Birikim : Birikme, bir yerde toplanıp yığılma. Biriktirilen mal ya da para. Gözlemler, deneyler sonucu elde edilmiş şeylerin bütünü, deneyim. Bilim veya sanat alanında sahip olunan bilgi, repertuvar. Herhangi bir aşınma sürecinde veya taşıma işi yapılırken alüvyonlu maddelerin bırakılması. Toplumların kültürel varlıklarının gelişip genişlemesi ve uygarlık düzeyinin yükselmesi süreci.

Değişim : Bir zaman dilimi içindeki değişikliklerin bütünü, değişme. Bir niceliğin birbirinden ayrı değerler alması veya böyle iki değer arasındaki ayrım. Rüzgârın yön değiştirmesi. Para aracılığı olmaksızın, bir nesnenin dolaysız olarak bir başka nesne ile değiştirilmesi, değiş, değişme, değiş tokuş, takas, mübadele, trampa, trok. Yeni döllerin atalarına tıpatıp benzememesini sağlayan özelliklerin tümü, varyasyon.

Olmaya : Yapılmamış ola, görülmemiş ola.

Değişi : Halkbilim olaylarıyla ürünlerinin hiçbir dış etken olmadan özbiçimleriyle olgularının büyük ölçüde değişmesi, bk. değişi kuramı.

Normal : Kurala uygun, alışılagelen, olağan, düzgülü, aşırılığı olmayan, uygun.
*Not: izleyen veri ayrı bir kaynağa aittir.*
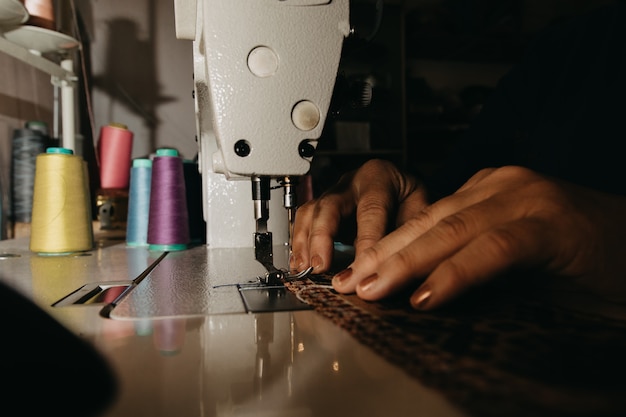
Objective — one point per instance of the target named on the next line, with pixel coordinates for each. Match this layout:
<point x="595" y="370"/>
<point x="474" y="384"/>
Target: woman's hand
<point x="500" y="219"/>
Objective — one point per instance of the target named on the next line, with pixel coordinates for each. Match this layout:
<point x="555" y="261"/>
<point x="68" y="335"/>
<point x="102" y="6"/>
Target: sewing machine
<point x="261" y="96"/>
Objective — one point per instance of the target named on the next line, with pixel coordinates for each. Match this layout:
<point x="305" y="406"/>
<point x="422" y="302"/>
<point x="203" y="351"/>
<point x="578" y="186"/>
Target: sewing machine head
<point x="264" y="73"/>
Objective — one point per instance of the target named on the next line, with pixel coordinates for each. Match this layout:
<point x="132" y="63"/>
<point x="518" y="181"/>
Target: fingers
<point x="371" y="194"/>
<point x="312" y="240"/>
<point x="437" y="237"/>
<point x="486" y="257"/>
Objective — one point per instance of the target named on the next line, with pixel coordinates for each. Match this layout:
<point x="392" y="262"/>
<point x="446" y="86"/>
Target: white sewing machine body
<point x="264" y="74"/>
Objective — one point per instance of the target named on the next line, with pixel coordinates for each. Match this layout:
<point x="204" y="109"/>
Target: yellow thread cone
<point x="61" y="218"/>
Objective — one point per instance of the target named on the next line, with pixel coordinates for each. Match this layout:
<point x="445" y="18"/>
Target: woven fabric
<point x="493" y="356"/>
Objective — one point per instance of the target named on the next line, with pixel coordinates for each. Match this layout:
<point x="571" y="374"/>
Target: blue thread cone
<point x="139" y="202"/>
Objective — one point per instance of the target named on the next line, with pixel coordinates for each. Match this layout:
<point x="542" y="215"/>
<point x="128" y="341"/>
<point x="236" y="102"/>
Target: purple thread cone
<point x="168" y="222"/>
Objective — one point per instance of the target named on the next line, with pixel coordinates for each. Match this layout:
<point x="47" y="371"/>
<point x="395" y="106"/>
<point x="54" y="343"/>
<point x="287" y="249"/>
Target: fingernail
<point x="343" y="276"/>
<point x="316" y="262"/>
<point x="296" y="262"/>
<point x="369" y="282"/>
<point x="419" y="300"/>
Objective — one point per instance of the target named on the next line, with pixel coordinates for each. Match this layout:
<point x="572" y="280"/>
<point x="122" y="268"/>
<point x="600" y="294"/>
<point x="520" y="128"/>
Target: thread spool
<point x="41" y="13"/>
<point x="27" y="144"/>
<point x="115" y="147"/>
<point x="168" y="221"/>
<point x="61" y="219"/>
<point x="139" y="202"/>
<point x="193" y="184"/>
<point x="2" y="227"/>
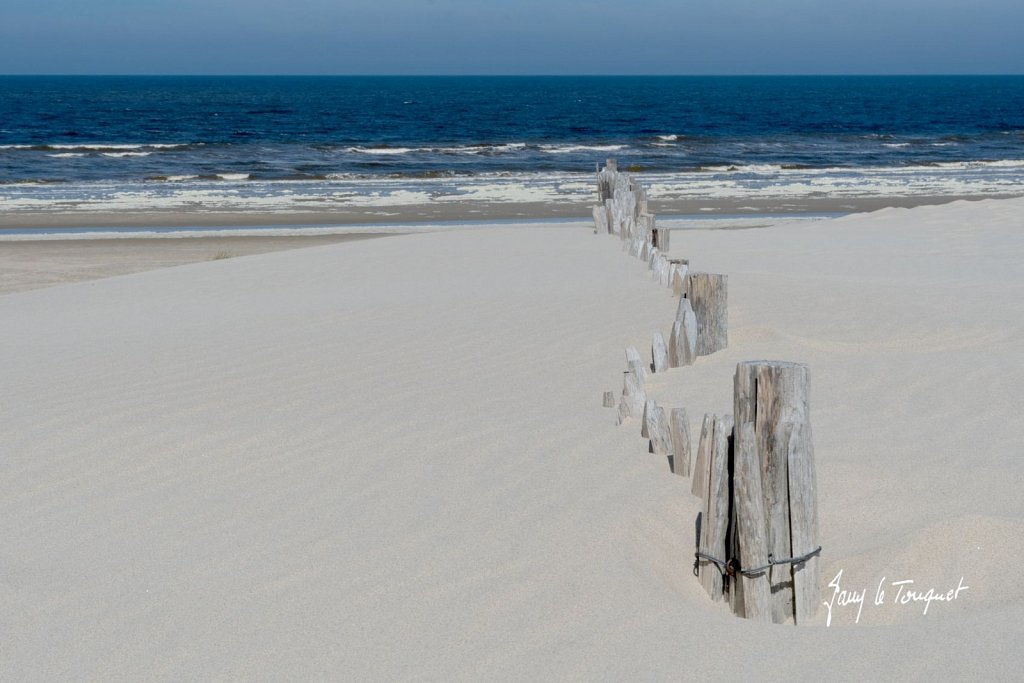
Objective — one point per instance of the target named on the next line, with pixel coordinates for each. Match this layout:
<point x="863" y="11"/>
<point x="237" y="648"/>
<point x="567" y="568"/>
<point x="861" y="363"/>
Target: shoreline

Aşırılığı, eksikliği ve taşkınlığı olmama, ortalama durum. Bir eğrinin bir teğetine değme noktasından çizilen dikme.

Derece : Bir süreç içindeki durumlardan her biri, basamak, aşama, rütbe, mertebe. Bir çemberin üç yüz altmışta birine eşit olan açı birimi. Başarı gösterme. Bir çözeltinin yoğunluğunu ölçmede kullanılan birim. Ölçü aletlerinin ölçeğinde belirtilmiş bulunan başlıca bölümlerden her biri. Denli, kadar. Sıcaklıkölçer.

 

Birik : İki tekerlekli araba. Arı. Eş, benzer. Örümcek ağı. Çocukların koşarak oynadıkları bir oyun.

Tuzla : Kıyılarda, tava denilen havuzlara deniz veya göl suyu akıtıldıktan sonra kurutularak tuz çıkarılan yer, memleha. İstanbul iline bağlı ilçelerden biri. Davarlara kırda tuz verilen düz, taşlık ve kayalık yerler. Tuzlak.

Değiş : Değme işi. Değişim.

Diğer dillerde Kalsinozis anlamı nedir?